One week later, the Harrises were relieved to learn that Kennedy did not have cancer, but she did have a rare and severe bone infection called chronic osteomyelitis.
That diagnosis took them to CHKD’s infectious disease clinic, where they learned that osteomyelitis can be caused by different types of bacteria. The most common bacterial cause is Staphylococcus aureus. In Kennedy’s case, however, it was caused by the much rarer Enterobacter cloacae.
Discovering what caused Kennedy’s pain was half of the battle. Healing her leg would require surgeries to clean (debride) the bone, a bone graft from her hip to repair the infected area and months of intravenous and oral antibiotic treatment.
“Kennedy loves sports, so it was hard for us to watch someone so active be sidelined,” Crystal said. “At points during treatment she was in a cast and had to use a walker. She never complained, never cried. We couldn’t have asked for her to be more patient.”
The fact that she had such an unusual organism – a bacterium normally found in the intestines – in her leg was an additional challenge. In his 17 years of practice, CHKD infectious disease specialist Randall Fisher had seen only one or two infections like the one Kennedy had.
“Bone infections are usually caused by Staph, but Kennedy’s was caused by a ‘gut bug,’” Dr. Fisher said. “It’s not clear how that happened. The bacterium must have gone from her intestines to her blood stream, and then possibly a sports injury allowed the bacterium to find its way into the bone.”
The Harrises appreciated Dr.
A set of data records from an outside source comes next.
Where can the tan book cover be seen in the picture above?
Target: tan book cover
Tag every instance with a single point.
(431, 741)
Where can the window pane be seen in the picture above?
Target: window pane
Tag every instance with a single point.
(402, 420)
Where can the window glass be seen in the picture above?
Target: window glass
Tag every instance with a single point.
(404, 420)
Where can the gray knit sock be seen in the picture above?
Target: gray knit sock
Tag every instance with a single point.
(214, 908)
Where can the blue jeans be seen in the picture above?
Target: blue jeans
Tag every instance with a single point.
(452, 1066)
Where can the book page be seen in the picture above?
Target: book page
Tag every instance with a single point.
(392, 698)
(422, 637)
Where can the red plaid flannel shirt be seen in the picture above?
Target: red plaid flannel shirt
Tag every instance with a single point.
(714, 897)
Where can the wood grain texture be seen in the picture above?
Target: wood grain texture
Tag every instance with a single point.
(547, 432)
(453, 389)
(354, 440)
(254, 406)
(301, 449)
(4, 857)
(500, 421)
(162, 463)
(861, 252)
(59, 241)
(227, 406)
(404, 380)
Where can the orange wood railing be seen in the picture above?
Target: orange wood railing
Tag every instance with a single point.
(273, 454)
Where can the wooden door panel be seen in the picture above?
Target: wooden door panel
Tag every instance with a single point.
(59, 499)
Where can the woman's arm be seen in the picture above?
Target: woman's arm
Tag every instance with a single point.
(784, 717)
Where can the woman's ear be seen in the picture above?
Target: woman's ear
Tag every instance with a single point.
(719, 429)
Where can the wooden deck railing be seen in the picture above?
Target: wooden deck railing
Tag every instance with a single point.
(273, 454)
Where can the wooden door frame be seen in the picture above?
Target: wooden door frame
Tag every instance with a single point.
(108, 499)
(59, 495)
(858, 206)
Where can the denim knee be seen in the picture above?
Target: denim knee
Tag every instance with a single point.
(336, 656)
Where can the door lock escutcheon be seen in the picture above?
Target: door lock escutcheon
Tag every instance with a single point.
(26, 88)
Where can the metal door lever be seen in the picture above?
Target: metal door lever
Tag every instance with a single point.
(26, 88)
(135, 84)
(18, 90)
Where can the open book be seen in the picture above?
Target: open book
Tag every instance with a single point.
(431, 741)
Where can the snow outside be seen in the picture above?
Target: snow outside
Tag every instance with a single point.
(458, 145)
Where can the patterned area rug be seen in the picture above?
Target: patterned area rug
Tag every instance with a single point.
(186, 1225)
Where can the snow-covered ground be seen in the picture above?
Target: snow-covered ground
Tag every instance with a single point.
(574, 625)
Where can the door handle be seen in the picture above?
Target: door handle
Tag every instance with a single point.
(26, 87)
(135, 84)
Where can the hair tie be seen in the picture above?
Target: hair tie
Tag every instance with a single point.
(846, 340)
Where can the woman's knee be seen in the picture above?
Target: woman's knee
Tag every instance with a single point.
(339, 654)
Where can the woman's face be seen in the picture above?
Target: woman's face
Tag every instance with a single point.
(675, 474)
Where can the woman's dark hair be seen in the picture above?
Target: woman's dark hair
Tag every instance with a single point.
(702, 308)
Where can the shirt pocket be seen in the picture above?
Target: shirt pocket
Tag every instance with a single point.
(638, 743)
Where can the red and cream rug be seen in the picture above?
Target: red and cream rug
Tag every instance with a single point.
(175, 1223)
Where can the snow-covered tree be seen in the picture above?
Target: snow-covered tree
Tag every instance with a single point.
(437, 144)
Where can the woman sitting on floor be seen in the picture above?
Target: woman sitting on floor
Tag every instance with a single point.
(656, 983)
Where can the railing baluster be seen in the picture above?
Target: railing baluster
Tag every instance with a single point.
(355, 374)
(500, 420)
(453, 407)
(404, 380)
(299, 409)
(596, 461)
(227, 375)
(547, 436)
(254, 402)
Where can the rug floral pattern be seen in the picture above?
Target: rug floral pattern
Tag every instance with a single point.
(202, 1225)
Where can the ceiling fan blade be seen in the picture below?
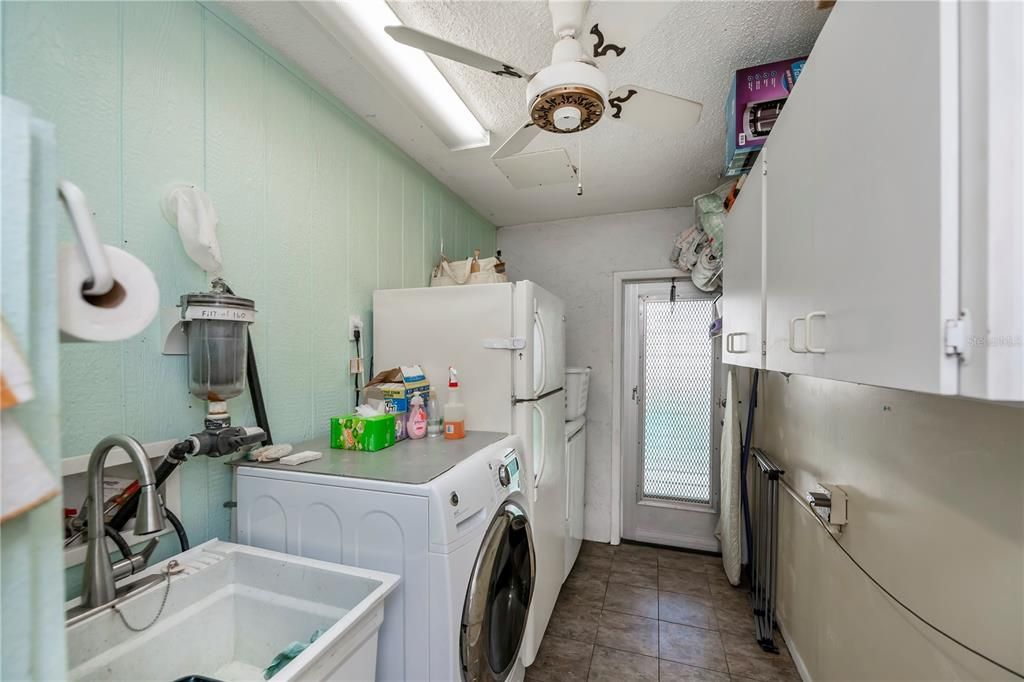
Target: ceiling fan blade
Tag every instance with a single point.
(614, 28)
(517, 142)
(654, 111)
(434, 45)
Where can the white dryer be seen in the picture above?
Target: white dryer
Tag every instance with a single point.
(450, 516)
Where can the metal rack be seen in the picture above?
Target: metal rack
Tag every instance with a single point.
(764, 559)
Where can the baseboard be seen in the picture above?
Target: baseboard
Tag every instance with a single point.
(794, 653)
(678, 540)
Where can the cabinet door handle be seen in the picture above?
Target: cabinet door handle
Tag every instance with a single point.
(730, 346)
(793, 335)
(811, 348)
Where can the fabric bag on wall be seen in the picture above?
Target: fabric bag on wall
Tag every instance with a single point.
(472, 270)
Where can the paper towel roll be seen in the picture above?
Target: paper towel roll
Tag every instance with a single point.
(121, 313)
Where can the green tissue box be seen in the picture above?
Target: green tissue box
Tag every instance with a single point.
(363, 433)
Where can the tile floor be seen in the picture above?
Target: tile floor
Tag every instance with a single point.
(641, 613)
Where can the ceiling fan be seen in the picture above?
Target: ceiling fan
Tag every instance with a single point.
(572, 93)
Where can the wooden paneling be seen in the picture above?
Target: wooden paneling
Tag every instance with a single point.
(315, 211)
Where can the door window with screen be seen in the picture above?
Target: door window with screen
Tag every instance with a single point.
(678, 391)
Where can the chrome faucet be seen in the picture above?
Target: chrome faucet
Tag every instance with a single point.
(99, 570)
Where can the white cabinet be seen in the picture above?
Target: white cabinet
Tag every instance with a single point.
(893, 205)
(791, 230)
(742, 314)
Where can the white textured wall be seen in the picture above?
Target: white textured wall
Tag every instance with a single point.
(936, 489)
(576, 260)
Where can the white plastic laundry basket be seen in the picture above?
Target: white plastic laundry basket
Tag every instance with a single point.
(577, 386)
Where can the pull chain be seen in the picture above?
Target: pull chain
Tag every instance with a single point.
(580, 168)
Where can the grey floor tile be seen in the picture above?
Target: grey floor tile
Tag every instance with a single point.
(574, 620)
(673, 672)
(734, 619)
(676, 607)
(593, 565)
(745, 645)
(693, 646)
(615, 666)
(777, 669)
(637, 574)
(585, 588)
(680, 561)
(684, 582)
(561, 661)
(638, 554)
(596, 549)
(628, 633)
(629, 599)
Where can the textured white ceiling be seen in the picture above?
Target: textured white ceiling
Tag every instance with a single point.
(692, 53)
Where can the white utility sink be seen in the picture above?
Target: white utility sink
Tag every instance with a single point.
(229, 612)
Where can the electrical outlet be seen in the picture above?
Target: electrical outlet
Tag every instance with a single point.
(354, 323)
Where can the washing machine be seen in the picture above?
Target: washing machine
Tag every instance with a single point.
(450, 516)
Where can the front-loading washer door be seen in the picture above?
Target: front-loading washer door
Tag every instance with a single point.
(494, 617)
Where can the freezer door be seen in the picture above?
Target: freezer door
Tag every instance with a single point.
(542, 425)
(540, 318)
(465, 327)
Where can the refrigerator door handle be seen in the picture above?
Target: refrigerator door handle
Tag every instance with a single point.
(510, 343)
(541, 355)
(539, 475)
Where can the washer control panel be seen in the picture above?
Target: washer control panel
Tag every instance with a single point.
(507, 472)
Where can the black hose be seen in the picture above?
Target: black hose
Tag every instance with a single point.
(744, 456)
(119, 541)
(178, 528)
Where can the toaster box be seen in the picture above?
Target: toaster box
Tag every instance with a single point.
(389, 392)
(363, 433)
(756, 99)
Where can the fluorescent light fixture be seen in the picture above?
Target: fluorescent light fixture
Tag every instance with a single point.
(358, 26)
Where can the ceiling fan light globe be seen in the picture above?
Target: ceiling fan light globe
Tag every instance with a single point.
(577, 85)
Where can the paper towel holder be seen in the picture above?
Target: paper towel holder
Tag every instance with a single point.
(101, 281)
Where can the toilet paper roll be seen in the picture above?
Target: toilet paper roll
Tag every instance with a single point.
(121, 313)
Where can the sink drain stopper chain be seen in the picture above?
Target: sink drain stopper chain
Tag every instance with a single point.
(172, 568)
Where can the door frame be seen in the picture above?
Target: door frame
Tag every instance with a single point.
(619, 289)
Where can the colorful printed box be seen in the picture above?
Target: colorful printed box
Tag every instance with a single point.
(364, 433)
(756, 99)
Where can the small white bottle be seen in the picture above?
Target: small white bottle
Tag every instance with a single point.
(435, 423)
(455, 411)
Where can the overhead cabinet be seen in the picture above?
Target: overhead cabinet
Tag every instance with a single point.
(864, 247)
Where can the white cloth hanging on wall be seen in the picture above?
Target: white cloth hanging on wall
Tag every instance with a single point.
(730, 519)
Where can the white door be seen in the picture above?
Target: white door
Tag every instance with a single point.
(467, 327)
(742, 298)
(540, 321)
(542, 426)
(671, 416)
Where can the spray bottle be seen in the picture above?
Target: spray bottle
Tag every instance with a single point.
(455, 411)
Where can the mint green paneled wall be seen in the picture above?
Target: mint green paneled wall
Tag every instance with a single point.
(316, 210)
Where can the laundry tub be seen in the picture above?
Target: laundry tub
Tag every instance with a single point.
(228, 612)
(577, 388)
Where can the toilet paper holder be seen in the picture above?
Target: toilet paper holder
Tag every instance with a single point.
(90, 248)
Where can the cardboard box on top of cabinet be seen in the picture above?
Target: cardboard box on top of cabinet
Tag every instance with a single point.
(390, 391)
(756, 99)
(363, 433)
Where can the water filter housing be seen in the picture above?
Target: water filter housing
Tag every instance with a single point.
(216, 324)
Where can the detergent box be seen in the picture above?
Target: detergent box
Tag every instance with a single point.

Fisher’s calm and straightforward approach.
“Dr. Fisher gave us a lot of information. He drew pictures and explained how the disease works and how the body fights it off. He made it make sense for us,” Crystal said. “Kennedy just loves him. One time when we were in the emergency room and he came in to see her, you would have thought Santa Claus had come through the door.”
Dr. Fisher prescribed a powerful new drug called meropenem. Everyone hoped for the best. With each successive MRI, there was improvement. The new drug was working.
All the while, Kennedy was also seen by CHKD’s orthopedic surgeons who monitored her bone growth and, in particular, the crucial growth plates in her leg.
CHKD orthopedic surgeon Carl St. Remy periodically examined Kennedy’s MRI scans until this past August, when all signs of infection were gone.
“Dr. St. Remy did a happy dance when he read those scans. We were all so excited,” Crystal said. “He gave her the go-ahead for gymnastics and to start with her school’s running club. Getting back to a routine was so important to Kennedy. She was ready to jump back in. She really wanted to run a race with her grandfather and decided to do the last mile of the Rock ’n’ Roll half marathon.”
Though there is a risk of recurrence of this very stubborn type of infection, Kennedy and her family are grateful for the healing that she’s experienced and especially for her return to normal activity.
With the miracle half-marathon mile behind her, Kennedy set her sights higher with the State Farm My 5K Challenge in November, which benefited CHKD. In that endeavor, Kennedy raised more than $1,500 for CHKD and finished the race to the cheers of family, friends, runners and spectators, all of whom had been moved by her inspiring and heartfelt words before the race.
“We just feel so blessed to get through all this,” Crystal said. “We are so grateful for CHKD. It’s such an amazing place, and everyone took such good care of our daughter.
“It’s been a long road for Kennedy. We tell her story because it’s so important to us that other kids know there’s hope. Even when things are tough and you have set-backs, things can turn around dramatically.”
Dr. St. Remy practices with CHKD Health System’s orthopedic and sports medicine group. Dr. Fisher practices with Children’s Specialty Group PLLC at CHKD.